# probability of a 3 outcomes event

I struggle with this simple probability exercise. In a lake, there are 3 types of fishes A, B and C. The probability of catching one fish of type A is $p_A=0.6$, the probability of catching a fish of type B is $p_B=0.3$ and the probability of catching a fish of type C is $p_C=0.1$. We catch 7 fishes, what is the probability of the having 2 fishes of type A, 3 fishes of type B and 2 fishes of type C.

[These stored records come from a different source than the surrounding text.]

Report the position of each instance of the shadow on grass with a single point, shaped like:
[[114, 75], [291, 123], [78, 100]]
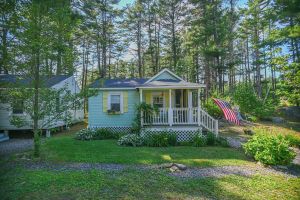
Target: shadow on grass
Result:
[[66, 149]]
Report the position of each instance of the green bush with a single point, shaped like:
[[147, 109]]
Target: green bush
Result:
[[104, 134], [131, 140], [199, 140], [269, 149], [211, 139], [220, 141], [172, 139], [85, 134], [161, 139], [293, 140]]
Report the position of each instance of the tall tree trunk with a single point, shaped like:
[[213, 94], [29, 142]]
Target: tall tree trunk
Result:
[[139, 45], [174, 49]]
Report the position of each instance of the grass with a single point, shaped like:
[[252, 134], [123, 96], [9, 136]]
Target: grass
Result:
[[67, 149], [132, 184], [288, 128], [20, 183]]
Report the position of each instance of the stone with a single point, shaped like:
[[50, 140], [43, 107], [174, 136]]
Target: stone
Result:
[[282, 167], [277, 120], [165, 165], [174, 168], [248, 132], [180, 166]]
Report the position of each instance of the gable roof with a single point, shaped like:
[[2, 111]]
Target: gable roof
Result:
[[162, 72], [164, 79], [18, 80], [118, 83]]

• To get started: what's the probability of catching the exact sequence $AABBBCC$? How many such patterns are there? – lulu Jun 3 '18 at 14:52
• First, thank you for your answer. It is indeed the last question on my exercice sheet. If there were only two types of fishes, it would be a simple binomial law but here I wasn't sure on how to start. I saw your previous post and I think that the probability of the sequence $AABBBCC$ should be $0.6^20.3^30.1^2$. And Now I would guess that the number of such sequences is $\binom{7}{2} \binom{5}{3}$. Is that true ? – Alain Jun 3 '18 at 15:17
• I would guess that it is simply $\binom{7}{2} \binom{5}{3} 0.6^20.3^30.1^2$ – Alain Jun 3 '18 at 15:19
The probability of the sequence $AABBBCC$ is simply $0.6^20.3^30.1^2$. Now the number of such sequences is $\binom{7}{2} \binom{5}{3}$. Hence the desired probability is given by $\binom{7}{2} \binom{5}{3}0.6^20.3^30.1^2$.